For investors who have been around the block a time or two, stock market corrections are a fact of life. The broader market mounts a pullback of between 10% and 20% every 16 months, on average, before ascending to new heights. A bear market that results in a decline of 20% or more happens less frequently (once every seven years or so).
On this clip from Motley Fool Live recorded on Feb. 12, "The Wrap" host Jason Hall and Fool.com contributor Danny Vena discuss why investors with the proper time horizon shouldn't fear a downturn.
Jason Hall: Danny Vena, I think this is a good one for you to talk about here. Chichi's question: "Is the never-ending hot streak make anyone else nervous?" The music always stops, right?
Danny Vena: I was actually looking at this question, thinking maybe I should volunteer for this one. In fact that you brought it up, great minds think alike.

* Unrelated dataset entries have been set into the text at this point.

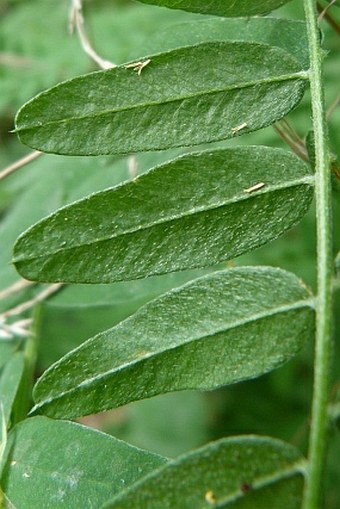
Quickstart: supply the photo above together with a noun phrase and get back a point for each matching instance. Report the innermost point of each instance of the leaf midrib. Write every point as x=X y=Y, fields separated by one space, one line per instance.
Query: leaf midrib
x=299 y=75
x=304 y=303
x=305 y=180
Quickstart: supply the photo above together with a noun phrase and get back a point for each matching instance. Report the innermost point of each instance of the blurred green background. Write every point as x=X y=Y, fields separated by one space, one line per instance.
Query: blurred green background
x=37 y=51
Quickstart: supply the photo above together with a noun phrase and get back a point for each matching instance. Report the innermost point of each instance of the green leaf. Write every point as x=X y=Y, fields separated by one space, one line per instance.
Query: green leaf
x=64 y=465
x=221 y=8
x=247 y=472
x=219 y=329
x=185 y=214
x=9 y=383
x=173 y=102
x=290 y=35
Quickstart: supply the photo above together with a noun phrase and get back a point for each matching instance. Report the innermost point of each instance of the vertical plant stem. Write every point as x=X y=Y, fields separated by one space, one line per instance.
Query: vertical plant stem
x=323 y=343
x=23 y=400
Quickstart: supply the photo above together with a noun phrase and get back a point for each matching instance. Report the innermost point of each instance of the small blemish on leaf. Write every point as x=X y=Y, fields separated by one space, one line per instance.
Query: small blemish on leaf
x=246 y=487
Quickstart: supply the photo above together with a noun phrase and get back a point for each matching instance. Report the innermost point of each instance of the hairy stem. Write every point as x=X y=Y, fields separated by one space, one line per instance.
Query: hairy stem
x=319 y=423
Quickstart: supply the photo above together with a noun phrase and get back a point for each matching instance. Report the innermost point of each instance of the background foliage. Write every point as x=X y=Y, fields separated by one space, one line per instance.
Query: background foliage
x=35 y=53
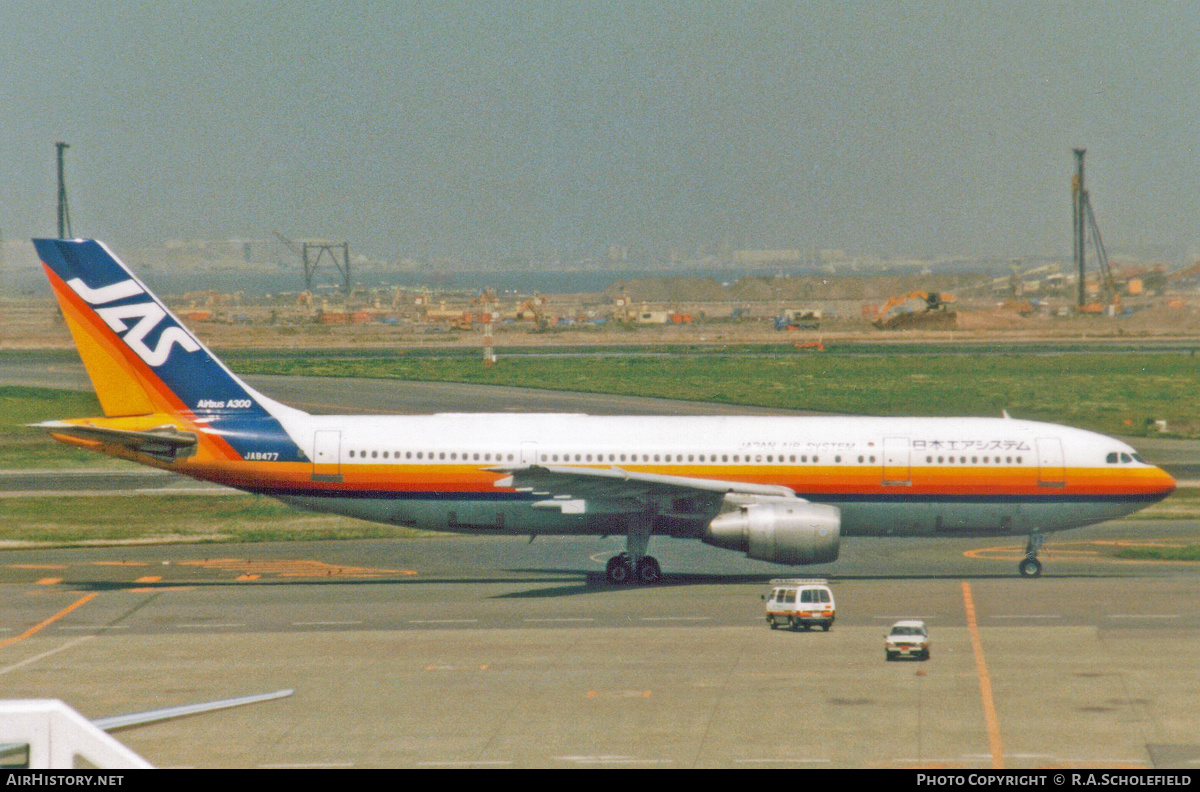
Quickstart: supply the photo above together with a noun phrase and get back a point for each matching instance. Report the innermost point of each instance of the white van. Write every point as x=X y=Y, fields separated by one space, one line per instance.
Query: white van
x=801 y=603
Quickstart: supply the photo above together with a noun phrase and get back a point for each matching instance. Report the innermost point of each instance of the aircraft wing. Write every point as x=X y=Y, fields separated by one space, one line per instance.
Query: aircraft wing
x=166 y=442
x=579 y=490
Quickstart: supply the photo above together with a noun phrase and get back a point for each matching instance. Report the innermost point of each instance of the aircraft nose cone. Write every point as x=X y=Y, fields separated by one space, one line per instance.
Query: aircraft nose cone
x=1164 y=481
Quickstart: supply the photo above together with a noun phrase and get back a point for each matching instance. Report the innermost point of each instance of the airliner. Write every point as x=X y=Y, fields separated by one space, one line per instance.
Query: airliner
x=781 y=490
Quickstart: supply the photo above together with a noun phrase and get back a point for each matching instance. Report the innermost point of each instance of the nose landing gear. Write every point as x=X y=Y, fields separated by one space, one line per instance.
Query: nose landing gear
x=1030 y=565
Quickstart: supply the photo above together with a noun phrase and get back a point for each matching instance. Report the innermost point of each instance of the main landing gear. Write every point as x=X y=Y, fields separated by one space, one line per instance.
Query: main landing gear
x=1030 y=565
x=623 y=569
x=634 y=565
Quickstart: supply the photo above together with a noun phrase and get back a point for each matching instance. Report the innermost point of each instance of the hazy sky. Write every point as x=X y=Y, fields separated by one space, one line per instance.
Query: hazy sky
x=509 y=129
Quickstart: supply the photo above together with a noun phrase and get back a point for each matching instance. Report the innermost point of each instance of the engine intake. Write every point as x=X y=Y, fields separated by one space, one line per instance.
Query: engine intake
x=779 y=529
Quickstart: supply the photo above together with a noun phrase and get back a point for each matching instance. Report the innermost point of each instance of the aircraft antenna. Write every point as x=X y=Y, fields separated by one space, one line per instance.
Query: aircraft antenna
x=64 y=210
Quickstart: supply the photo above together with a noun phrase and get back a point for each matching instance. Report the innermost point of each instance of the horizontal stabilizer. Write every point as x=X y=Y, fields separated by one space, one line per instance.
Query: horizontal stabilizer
x=165 y=442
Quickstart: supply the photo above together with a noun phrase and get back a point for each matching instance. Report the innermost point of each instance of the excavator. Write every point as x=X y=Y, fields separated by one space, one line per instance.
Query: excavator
x=917 y=310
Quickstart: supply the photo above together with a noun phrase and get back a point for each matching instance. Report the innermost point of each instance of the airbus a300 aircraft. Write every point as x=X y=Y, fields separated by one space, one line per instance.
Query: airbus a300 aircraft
x=781 y=490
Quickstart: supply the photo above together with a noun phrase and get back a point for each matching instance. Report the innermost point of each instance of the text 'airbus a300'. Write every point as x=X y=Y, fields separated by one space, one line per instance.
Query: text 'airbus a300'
x=781 y=490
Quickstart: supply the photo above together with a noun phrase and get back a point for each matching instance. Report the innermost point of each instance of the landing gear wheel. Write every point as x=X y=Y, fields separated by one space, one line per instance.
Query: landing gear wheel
x=648 y=570
x=619 y=570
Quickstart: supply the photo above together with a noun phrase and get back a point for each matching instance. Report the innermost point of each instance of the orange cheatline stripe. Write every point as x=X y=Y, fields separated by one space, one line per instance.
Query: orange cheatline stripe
x=48 y=622
x=989 y=706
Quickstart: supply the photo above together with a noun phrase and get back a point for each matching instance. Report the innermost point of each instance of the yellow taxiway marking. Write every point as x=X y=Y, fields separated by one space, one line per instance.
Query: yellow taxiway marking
x=48 y=622
x=989 y=705
x=291 y=568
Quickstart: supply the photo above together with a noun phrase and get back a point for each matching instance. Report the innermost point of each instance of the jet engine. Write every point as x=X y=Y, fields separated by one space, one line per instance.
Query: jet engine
x=779 y=529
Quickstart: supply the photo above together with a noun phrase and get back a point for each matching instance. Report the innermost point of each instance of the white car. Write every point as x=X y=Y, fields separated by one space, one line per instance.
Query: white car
x=907 y=639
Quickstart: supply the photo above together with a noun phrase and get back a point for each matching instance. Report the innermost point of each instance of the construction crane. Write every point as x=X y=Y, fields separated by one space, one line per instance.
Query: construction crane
x=1085 y=222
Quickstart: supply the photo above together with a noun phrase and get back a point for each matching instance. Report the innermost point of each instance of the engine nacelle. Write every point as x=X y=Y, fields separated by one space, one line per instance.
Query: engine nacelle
x=780 y=529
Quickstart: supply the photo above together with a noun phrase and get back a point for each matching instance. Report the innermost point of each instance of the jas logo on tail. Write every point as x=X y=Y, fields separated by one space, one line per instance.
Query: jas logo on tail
x=148 y=316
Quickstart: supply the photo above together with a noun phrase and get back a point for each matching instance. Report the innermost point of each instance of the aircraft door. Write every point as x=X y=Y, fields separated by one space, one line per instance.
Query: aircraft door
x=897 y=463
x=327 y=454
x=1050 y=462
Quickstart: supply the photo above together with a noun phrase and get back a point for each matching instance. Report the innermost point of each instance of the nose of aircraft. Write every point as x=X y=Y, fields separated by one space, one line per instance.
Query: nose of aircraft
x=1163 y=483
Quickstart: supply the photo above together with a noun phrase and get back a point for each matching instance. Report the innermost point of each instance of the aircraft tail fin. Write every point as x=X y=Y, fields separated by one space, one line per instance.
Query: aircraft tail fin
x=139 y=357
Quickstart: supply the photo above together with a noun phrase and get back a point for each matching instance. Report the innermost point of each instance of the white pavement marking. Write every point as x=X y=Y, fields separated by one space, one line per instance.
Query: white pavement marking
x=611 y=760
x=1144 y=616
x=677 y=618
x=562 y=619
x=1026 y=616
x=45 y=654
x=783 y=761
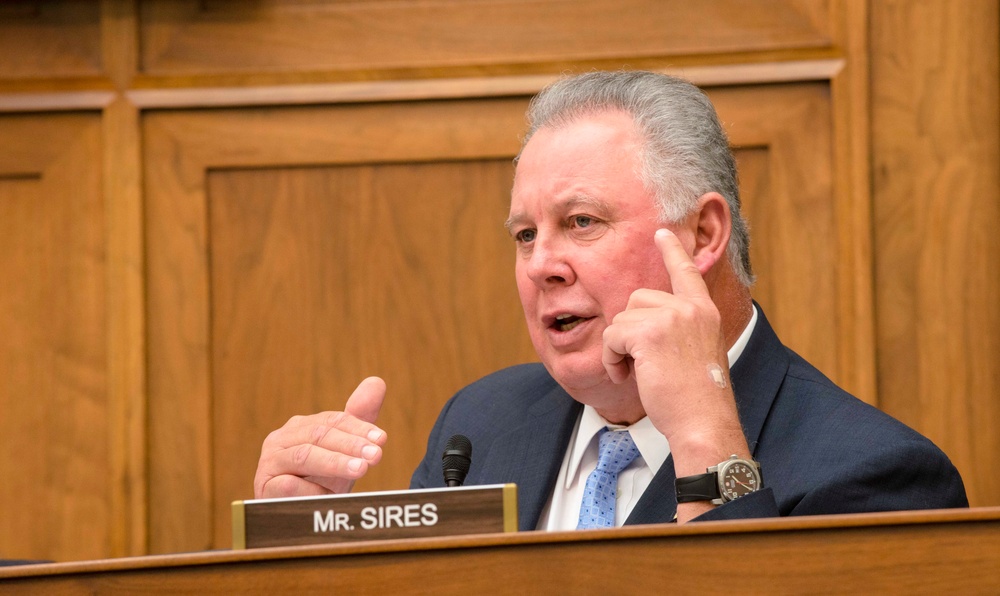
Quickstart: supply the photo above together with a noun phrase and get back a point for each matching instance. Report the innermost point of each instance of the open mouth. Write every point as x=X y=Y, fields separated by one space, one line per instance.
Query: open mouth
x=568 y=322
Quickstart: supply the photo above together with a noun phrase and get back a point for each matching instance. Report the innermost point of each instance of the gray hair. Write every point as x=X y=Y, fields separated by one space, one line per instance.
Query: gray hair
x=685 y=155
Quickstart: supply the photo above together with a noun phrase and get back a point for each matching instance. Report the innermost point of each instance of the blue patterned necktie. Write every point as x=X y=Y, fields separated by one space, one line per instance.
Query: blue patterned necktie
x=600 y=493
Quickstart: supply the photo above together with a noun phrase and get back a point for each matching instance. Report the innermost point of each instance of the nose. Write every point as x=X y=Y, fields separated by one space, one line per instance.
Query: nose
x=547 y=265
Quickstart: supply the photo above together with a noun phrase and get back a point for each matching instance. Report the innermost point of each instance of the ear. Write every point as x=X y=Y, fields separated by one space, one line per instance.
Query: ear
x=712 y=226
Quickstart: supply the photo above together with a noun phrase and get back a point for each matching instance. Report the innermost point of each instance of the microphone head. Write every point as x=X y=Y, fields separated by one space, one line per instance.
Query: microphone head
x=456 y=460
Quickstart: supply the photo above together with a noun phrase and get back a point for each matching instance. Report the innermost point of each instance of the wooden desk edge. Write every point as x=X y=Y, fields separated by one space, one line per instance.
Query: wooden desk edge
x=846 y=522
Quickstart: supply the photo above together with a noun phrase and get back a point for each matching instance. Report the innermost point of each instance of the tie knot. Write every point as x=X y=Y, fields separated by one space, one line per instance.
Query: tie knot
x=617 y=450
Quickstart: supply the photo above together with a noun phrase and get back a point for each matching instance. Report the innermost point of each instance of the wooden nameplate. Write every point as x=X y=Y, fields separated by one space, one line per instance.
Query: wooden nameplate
x=375 y=516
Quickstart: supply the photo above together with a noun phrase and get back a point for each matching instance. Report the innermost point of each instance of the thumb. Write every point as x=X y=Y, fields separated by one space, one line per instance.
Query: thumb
x=366 y=401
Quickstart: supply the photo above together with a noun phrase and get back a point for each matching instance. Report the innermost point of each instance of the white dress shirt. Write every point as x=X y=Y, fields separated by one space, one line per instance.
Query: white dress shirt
x=563 y=509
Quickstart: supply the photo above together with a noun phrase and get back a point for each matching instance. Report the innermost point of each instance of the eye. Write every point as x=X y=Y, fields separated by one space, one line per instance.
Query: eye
x=524 y=236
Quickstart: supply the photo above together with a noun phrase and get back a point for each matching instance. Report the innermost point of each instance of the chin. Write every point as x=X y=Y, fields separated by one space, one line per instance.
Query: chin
x=578 y=378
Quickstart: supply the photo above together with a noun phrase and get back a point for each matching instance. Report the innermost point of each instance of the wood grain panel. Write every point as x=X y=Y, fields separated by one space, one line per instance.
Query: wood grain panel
x=935 y=134
x=323 y=276
x=275 y=291
x=53 y=363
x=782 y=136
x=49 y=38
x=294 y=251
x=183 y=37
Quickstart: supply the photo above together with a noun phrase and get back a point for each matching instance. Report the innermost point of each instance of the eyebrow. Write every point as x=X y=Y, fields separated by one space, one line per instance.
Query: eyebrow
x=592 y=202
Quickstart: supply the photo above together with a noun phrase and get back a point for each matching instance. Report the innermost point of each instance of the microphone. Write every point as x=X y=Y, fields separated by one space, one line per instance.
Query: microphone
x=456 y=459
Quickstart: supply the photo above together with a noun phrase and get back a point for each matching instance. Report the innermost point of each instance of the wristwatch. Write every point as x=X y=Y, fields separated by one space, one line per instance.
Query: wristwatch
x=729 y=480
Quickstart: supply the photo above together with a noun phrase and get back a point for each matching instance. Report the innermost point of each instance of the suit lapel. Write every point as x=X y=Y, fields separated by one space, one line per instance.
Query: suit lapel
x=531 y=454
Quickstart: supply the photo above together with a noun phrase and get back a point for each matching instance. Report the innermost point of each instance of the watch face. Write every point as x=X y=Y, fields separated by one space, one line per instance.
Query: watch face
x=738 y=479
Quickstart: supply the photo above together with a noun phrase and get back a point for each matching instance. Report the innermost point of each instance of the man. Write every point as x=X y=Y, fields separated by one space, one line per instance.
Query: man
x=632 y=265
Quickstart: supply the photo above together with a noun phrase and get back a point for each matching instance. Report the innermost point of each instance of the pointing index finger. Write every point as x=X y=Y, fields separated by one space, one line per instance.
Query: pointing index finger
x=685 y=278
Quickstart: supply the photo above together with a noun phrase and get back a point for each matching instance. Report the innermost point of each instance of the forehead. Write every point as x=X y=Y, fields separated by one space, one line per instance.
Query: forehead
x=593 y=159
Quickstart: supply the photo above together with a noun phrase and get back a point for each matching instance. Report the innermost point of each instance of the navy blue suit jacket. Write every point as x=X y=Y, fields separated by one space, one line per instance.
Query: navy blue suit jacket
x=821 y=450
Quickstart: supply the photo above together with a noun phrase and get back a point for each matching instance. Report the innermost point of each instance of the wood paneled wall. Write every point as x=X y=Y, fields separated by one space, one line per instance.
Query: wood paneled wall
x=217 y=214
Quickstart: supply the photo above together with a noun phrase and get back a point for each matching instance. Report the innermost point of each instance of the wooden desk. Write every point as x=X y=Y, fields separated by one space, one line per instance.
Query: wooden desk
x=956 y=552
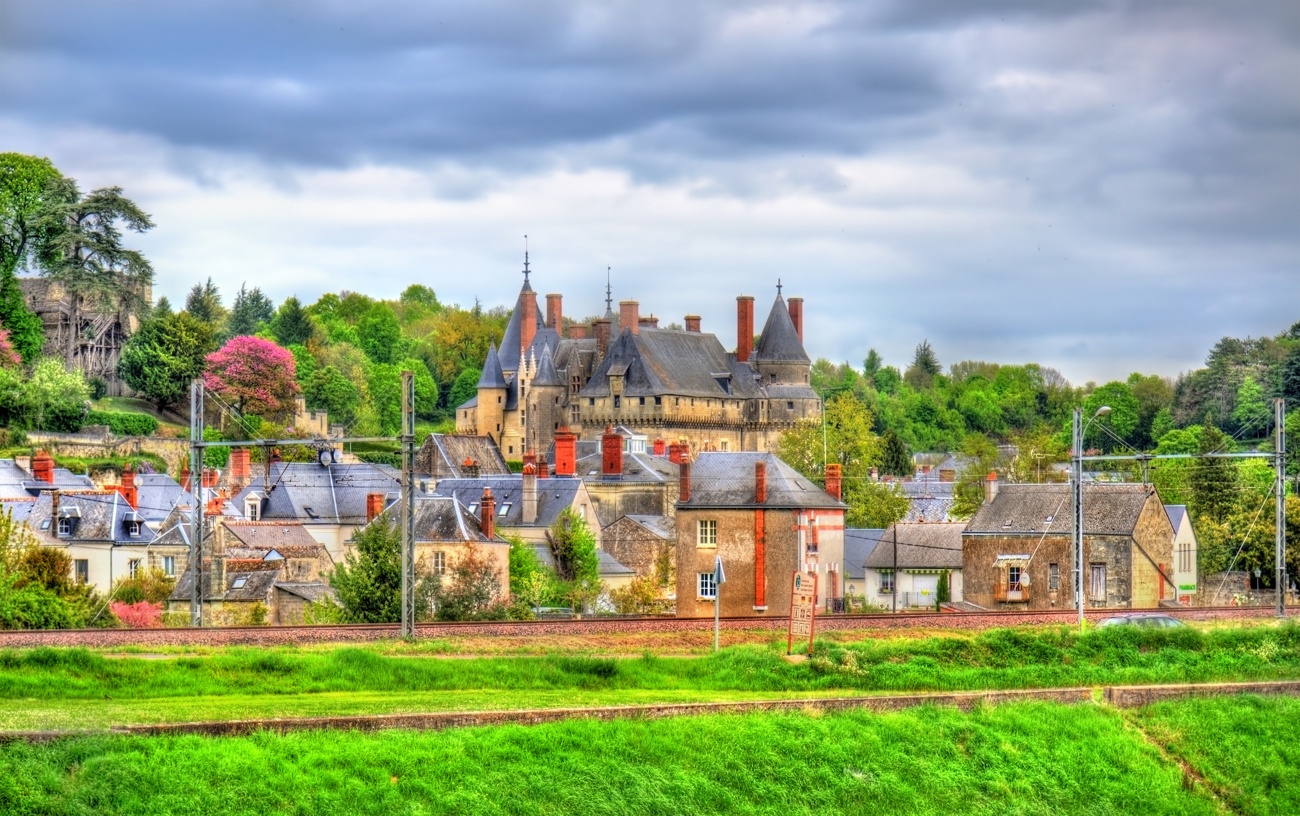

I'll tell you that right now that it does not make me nervous. But the reason it doesn't make me nervous is because I have a long-term investing time horizon.
So stocks might be growing out of control, we might be getting high valuations. We might be due for a correction sometime soon. We might get a 10%, we might get a 20%. But the fact of the matter is that that is just a normal part of investing. It happens. Those 10% corrections happen almost every year like clockwork. So it's not something that concerns me because eventually, you're going to have reversion to the mean, and the stocks that have run a little bit ahead of themselves are going to pull back a little.
But over the long term, the stock market is going to grow more over the long term. I'll let Jason finish this thought with one of his favorite quotes, but let me just say that this is not a problem. If you have money in the stock market that you need some time in the next couple or three years, then it might be a problem. But as long as you have an emergency fund set aside, you're putting money in the market that you don't need in the next 3 to 5 years, just ride out these little dips when they happen because over the long term, you will be glad you did.
Jason Hall: As Peter Lynch has said, "More money has been lost by people waiting for the next downturn than all of the market's downturns in history have generated." As David Gardner says, "The market goes up two thirds of the time." Time in the market is our hedge. As Danny said, "Manage your exposure to your financial needs." If short-term volatility risks your ability to meet your needs, pay your bills, then you have money in the market that shouldn't be in the market. Again, it's short-term volatility. That short-term volatility is what drives your long-term gains. Danny, thank you, sir. I appreciate that.